As subsequent formulation development proceeds, dissolution studies are done on new formulations in accordance with the FDA guidance (3) and petitions are submitted to the FDA requesting waivers of in vivo bioequivalence studies. Use of the guidance has allowed the waiver of 4 human bioequivalence trials and a savings of approximately 1 million dollars.

Beyond Biowaivers
While savings resulting from application of the BCS to obtain waivers of in vivo bioequivalence studies are notable, they may not represent the most significant benefit from application of the BCS. Early high throughput screening information regarding solubility and permeability should be invaluable to discovery chemists. Previous authors have noted that compounds that have good solubility and permeability are much more likely to lead to an approved NDA then other compounds (9,10). Further, it has been reported that 39% of compounds in development fail because of poor biopharmaceutical properties (11). Thus consideration of BCS criteria when selecting drug candidates may have a profound impact by decreasing attrition during development.

References
 1. Amidon, G.L., H. Lennernäs, V.P. Shah, and J. R. Crison, "A theoretical basis for a biopharmaceutics Drug Classification: The correlation of in vitro drug product dissolution and in vivo bioavailability." Pharmaceutical Research 12 (3, March), 413-420, 1995.
 2. Kaus, L.C., W.R. Gillespie, A.S. Hussain, and G.L. Amidon, "The effect of in vivo dissolution, gastric emptying rate, and intestinal transit time on the peak concentration and area-under-the-curve of drugs with different gastrointestinal permeabilities." Pharmaceutical Research 16 (2, February), 272-280, 1999.
 3. United States Food and Drug Administration. Guidance for Industry: Waiver of In Vivo Bioavailability and Bioequivalence Studies for Immediate-Release Solid Oral Dosage Forms Based on a Biopharmaceutics Classification System. August 2000. http://www.fda.gov/cder/guidance/3618fnl.htm
 4. European Agency for the Evaluation of Medicinal Products. Note for guidance on the investigation of bioavailability and bioequivalence, (CPMP/EWP/QWP/1401/98), Committee for proprietary medicinal products, July 26 2001. http://www.emea.eu.int/pdfs/human/ewp/140198en.pdf
 5. United States Food and Drug Administration. CDER New and Generic Drug Approvals: 1998-2002. http://www.fda.gov/cder/approval/index.htm
 6. DiMasi JA. New drug development in the United States from 1963 to 1999. Clin Pharmacol Ther 2001;69:286-96
 7. United States Food and Drug Administration, Division of Product Quality Research.
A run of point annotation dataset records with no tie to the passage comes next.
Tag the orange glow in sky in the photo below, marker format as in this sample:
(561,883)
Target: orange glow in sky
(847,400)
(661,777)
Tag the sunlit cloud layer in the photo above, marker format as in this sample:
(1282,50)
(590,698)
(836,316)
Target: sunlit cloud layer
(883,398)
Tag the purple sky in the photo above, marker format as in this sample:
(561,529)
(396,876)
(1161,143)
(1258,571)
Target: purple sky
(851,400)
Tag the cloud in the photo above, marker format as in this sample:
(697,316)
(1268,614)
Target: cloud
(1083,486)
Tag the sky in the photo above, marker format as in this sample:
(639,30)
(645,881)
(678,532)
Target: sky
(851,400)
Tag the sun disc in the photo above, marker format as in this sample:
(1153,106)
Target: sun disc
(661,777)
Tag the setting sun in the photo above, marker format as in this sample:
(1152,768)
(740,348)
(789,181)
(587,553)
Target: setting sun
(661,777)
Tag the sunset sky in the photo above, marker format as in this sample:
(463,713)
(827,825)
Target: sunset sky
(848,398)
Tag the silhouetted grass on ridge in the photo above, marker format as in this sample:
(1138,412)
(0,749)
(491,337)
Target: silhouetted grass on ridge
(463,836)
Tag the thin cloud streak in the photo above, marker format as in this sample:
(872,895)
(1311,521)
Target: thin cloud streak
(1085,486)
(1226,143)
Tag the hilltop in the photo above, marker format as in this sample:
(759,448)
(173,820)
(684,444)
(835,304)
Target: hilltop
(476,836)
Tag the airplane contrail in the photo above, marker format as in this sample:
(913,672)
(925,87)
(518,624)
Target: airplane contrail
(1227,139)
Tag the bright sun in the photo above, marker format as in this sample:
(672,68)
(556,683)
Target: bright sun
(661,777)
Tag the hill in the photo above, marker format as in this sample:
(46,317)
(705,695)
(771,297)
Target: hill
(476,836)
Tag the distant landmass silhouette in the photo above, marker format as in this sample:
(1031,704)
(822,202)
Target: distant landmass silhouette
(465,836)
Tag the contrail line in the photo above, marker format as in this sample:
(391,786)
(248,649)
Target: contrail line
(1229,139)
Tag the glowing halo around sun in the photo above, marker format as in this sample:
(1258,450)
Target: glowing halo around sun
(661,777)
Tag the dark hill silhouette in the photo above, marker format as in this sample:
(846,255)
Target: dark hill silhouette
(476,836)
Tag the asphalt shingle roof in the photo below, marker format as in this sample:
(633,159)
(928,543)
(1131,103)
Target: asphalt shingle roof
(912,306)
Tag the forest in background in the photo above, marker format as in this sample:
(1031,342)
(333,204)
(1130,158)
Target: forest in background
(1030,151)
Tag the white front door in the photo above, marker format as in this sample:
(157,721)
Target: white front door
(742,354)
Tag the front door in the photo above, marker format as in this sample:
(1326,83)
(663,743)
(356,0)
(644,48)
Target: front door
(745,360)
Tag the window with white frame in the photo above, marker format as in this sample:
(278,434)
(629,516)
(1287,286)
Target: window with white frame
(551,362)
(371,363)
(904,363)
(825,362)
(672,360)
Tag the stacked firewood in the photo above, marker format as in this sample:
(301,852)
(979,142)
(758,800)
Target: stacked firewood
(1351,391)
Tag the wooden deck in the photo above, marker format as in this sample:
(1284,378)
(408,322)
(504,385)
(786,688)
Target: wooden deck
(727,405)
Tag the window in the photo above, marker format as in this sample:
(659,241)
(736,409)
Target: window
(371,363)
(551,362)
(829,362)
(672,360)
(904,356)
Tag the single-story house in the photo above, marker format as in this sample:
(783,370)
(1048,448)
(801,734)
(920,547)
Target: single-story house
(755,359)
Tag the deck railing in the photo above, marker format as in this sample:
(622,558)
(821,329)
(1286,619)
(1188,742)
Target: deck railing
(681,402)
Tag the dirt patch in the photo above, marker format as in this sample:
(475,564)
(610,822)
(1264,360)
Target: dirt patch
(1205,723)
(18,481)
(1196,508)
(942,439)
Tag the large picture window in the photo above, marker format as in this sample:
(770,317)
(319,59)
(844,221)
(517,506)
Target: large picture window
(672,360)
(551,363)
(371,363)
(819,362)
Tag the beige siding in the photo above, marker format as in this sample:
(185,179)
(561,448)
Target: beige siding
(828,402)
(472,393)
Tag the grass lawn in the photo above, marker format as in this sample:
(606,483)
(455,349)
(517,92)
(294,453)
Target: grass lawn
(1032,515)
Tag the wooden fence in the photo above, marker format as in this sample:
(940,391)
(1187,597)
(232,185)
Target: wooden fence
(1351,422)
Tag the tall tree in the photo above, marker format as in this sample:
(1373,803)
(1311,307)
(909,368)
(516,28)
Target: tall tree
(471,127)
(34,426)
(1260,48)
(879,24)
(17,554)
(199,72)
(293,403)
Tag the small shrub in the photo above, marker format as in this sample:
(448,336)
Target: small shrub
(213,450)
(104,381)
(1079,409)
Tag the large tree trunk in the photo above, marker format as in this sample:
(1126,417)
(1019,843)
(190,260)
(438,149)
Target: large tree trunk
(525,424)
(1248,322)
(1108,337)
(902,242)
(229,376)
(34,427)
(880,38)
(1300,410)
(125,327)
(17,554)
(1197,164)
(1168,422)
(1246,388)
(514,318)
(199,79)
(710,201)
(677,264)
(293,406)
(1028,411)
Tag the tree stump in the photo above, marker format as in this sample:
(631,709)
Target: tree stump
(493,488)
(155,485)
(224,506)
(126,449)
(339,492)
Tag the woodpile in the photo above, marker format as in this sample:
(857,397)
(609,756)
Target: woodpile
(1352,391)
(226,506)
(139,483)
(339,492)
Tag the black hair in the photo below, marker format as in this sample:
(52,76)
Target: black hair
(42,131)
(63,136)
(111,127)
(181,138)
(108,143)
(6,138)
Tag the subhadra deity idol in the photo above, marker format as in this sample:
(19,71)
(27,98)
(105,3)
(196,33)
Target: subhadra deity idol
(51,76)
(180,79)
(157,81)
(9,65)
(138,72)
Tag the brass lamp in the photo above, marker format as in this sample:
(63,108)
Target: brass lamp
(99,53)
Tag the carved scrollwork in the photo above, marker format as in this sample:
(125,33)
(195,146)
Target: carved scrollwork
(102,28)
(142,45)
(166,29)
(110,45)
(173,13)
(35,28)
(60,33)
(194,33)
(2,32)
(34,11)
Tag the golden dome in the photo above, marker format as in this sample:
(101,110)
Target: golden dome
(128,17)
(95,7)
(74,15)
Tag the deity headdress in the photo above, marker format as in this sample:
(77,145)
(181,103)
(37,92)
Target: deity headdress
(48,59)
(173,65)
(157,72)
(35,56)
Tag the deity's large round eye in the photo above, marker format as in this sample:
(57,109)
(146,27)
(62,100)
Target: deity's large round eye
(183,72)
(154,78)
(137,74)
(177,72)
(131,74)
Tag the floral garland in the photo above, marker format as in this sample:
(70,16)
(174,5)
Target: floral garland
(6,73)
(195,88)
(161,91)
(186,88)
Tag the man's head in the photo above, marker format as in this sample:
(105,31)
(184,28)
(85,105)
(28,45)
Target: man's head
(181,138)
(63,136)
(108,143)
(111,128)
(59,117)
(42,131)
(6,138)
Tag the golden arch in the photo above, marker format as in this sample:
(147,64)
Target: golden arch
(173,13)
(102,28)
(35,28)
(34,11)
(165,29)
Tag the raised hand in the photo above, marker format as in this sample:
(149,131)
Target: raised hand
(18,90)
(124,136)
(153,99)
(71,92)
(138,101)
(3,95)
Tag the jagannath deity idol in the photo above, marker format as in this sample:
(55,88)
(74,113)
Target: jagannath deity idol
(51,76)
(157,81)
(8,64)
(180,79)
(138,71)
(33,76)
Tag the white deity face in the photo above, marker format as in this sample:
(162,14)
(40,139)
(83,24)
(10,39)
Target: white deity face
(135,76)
Biopharmaceutics Research. January 16, 1998. http://www.fda.gov/cder/dpqr/dpqr_pgm.htm
 8. Surendran N, Stilgenbauer LA, Michael S, Kibbey C, Woodhams P, Stankovic C, Gifford E, Mandagere A, Quimby A, Wu S, Stewart BH. Implementation of a Process for Early ADME/PK In Vitro Profiling of New Chemical Entities in Support of Drug Discovery. AAPS PharmSci 2000 AAPS Annual Meeting Supplement. 2000; 2 (4) Available from: http://www.aapspharmsci.org/scientificjournals/pharmsci/am_abstracts/2000/162.html.
 9. Venkatesh S, Lipper RA. Role of the development scientist in compound lead selection and optimization. J Pharm Sci. 2000 Feb; 89(2):145-54.